La plus-value est taxable au taux progressif de l’impôt sur le revenu et bénéficie d’abattement en fonction de la durée de détention des titres.

La plus-value ou moins-value de cession est déterminée par la différence entre le prix effectif de cession des actions, net des frais et taxes acquittés par le cédant et le prix de souscription (cours de levée de l’option).

L’abattement pour durée de détention applicable aux gains réalisés depuis le 1er janvier 2013, s’applique aux cessions de titres issus de la levée d’options sur titres pour le seul gain de cession, c’est-à-dire hors gain de levée d’options.

L’abattement pour durée de détention prévu à l’article 150-0 D du Code Général des Impôts s’applique à la plus-value de cession correspondant à la différence entre le prix de cession et la valeur réelle du titre à la date de la levée de l’option.

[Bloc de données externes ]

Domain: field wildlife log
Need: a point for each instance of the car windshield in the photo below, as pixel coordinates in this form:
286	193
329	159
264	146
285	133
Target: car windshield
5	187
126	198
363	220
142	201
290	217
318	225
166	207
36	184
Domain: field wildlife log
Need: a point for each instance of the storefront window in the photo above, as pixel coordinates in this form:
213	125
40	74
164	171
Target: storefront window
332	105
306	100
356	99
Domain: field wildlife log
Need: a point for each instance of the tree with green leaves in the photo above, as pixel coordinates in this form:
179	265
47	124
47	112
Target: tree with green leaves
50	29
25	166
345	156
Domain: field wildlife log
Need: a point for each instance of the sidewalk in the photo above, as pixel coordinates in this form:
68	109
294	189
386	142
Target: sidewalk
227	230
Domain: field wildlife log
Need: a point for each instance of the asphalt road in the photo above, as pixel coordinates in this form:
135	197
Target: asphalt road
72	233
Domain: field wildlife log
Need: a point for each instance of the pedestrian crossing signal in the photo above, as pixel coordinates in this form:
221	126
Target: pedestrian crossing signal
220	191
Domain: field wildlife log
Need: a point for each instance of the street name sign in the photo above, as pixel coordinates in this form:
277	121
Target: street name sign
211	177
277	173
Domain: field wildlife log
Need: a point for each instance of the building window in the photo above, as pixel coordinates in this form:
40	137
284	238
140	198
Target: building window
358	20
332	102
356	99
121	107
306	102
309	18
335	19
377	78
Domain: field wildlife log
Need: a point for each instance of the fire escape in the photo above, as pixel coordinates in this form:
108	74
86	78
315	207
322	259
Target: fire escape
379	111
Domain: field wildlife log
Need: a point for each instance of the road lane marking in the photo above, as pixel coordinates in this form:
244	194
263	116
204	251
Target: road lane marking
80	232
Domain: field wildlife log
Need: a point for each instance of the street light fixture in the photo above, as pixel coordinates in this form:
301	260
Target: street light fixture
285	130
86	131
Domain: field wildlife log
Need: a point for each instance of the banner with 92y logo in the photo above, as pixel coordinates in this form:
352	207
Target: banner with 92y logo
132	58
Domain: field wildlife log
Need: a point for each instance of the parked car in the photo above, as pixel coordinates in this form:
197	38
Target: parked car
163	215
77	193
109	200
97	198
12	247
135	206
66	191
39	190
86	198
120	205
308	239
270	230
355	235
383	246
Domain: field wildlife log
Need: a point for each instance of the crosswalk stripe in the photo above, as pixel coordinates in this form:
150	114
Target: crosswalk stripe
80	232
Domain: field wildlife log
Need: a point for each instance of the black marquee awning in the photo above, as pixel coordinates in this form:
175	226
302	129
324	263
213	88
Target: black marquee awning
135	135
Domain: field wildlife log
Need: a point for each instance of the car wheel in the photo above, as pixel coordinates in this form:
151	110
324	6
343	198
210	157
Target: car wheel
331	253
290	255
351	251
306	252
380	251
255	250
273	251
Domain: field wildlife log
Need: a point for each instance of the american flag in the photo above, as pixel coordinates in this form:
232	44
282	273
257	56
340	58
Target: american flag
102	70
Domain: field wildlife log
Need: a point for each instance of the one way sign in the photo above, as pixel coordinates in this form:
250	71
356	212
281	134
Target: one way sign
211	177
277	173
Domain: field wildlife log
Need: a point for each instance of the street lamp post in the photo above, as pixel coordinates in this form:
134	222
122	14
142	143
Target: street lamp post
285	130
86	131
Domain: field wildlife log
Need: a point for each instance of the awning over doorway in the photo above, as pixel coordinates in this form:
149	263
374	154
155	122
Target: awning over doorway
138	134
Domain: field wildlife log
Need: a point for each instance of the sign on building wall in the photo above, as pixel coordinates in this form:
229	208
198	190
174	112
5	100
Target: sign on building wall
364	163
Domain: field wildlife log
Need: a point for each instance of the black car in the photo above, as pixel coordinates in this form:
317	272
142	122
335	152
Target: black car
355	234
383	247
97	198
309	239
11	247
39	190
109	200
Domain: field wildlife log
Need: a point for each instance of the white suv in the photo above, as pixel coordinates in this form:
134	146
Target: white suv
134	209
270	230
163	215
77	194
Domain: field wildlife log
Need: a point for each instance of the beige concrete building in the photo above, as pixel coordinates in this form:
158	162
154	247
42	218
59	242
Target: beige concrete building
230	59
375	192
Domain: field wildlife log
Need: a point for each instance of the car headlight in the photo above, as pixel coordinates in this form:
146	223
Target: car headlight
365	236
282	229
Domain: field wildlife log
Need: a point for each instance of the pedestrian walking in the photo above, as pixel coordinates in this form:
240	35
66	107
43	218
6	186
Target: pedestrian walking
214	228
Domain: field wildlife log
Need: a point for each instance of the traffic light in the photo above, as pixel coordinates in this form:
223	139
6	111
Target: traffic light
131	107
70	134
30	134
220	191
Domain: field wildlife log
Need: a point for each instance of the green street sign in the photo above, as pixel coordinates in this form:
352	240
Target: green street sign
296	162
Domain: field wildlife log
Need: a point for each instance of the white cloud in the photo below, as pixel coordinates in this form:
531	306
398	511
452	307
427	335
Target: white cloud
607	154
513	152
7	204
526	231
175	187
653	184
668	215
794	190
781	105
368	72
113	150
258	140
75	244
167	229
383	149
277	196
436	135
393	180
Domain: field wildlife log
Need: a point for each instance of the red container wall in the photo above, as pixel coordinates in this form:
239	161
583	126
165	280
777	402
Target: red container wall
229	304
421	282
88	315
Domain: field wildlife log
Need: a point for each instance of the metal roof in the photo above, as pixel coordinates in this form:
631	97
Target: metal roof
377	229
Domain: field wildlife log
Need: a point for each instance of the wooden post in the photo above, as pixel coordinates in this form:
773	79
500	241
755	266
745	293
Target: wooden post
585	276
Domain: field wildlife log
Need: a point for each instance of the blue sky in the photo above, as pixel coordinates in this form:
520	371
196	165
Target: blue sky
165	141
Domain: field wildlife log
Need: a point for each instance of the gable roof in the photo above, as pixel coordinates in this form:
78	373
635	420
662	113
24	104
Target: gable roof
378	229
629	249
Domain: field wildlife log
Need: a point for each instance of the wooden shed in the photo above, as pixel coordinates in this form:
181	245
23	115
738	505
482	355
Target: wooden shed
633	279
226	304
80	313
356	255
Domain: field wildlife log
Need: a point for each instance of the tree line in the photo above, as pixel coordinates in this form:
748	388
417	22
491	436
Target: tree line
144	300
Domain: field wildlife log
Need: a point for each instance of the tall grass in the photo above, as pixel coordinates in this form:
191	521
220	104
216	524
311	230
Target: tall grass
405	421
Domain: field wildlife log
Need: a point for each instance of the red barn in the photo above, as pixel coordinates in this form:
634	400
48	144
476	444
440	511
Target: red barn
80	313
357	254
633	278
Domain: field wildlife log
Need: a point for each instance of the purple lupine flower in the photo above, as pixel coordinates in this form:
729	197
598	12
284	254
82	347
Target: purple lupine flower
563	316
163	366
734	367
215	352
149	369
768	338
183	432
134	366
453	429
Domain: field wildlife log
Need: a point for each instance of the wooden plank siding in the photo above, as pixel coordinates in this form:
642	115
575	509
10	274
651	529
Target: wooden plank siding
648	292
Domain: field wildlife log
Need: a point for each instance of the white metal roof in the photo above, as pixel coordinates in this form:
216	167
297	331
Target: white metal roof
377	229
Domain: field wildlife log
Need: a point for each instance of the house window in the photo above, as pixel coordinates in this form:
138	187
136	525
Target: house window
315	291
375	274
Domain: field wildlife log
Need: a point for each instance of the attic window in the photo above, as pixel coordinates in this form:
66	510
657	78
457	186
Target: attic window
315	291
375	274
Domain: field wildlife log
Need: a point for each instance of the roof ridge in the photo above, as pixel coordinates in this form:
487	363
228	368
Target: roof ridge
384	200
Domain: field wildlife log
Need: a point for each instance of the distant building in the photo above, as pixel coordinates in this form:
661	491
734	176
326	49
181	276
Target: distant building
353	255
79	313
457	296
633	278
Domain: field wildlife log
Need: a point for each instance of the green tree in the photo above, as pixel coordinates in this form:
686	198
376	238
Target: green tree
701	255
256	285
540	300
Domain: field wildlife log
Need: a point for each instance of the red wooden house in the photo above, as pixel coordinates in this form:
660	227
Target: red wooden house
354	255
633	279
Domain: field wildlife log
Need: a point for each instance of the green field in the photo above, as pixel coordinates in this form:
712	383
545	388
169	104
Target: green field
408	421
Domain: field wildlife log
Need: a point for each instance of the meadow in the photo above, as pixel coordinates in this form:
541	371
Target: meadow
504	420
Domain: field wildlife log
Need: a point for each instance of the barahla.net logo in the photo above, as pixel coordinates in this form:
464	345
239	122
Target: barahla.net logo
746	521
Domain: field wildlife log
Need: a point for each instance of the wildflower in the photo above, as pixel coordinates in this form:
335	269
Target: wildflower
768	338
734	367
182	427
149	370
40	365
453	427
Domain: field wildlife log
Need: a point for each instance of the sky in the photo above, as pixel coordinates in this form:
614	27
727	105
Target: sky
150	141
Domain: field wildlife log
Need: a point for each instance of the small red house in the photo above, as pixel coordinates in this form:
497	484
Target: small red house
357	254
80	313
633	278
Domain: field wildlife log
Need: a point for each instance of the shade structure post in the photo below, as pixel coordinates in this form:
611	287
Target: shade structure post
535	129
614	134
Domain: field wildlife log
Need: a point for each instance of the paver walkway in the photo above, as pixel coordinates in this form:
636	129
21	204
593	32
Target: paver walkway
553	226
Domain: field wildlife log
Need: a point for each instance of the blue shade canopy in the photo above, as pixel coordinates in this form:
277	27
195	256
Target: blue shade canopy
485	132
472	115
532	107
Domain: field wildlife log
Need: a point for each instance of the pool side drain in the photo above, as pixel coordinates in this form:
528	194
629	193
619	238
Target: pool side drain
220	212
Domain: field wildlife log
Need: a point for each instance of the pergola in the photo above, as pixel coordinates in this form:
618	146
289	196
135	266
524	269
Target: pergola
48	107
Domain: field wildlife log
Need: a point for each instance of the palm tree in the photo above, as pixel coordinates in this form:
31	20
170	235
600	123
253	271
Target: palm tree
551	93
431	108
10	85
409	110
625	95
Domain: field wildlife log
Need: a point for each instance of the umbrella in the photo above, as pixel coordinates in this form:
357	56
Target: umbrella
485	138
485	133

Il ne s’applique donc pas à l’avantage de nature salariale constaté au moment de la levée de l’option.

L’abattement pratiqué sur le montant net de la plus-value est égal à :

  • 50 % du montant des gains nets ou des distributions lorsque les actions, parts, droits ou titres sont détenus depuis au moins deux ans et moins de huit ans à la date de la cession ou de la distribution ;
  • 65 % du montant des gains nets ou des distributions lorsque les actions, parts, droits ou titres sont détenus depuis au moins huit ans à la date de la cession ou de la distribution.

La plus-value avant abattement supporte les prélèvements sociaux (le taux actuel est de 15,50 %).

Cet abattement ne s’applique ni à la moins-value de cession, ni pour la détermination de l’assiette des prélèvements sociaux. Ces prélèvements sont donc appliqués sur le montant des gains nets, avant application de l’abattement.

Le point de départ à prendre en compte pour le décompte de la durée de détention est la date de levée de l’option. La durée de détention prend fin à la date du transfert de propriété.

En cas de moins-value[4] réalisée lors de la cession des actions issues de la levée d’options, elle est imputable sur le montant de l’avantage tiré de l’option dans la limite de ce montant.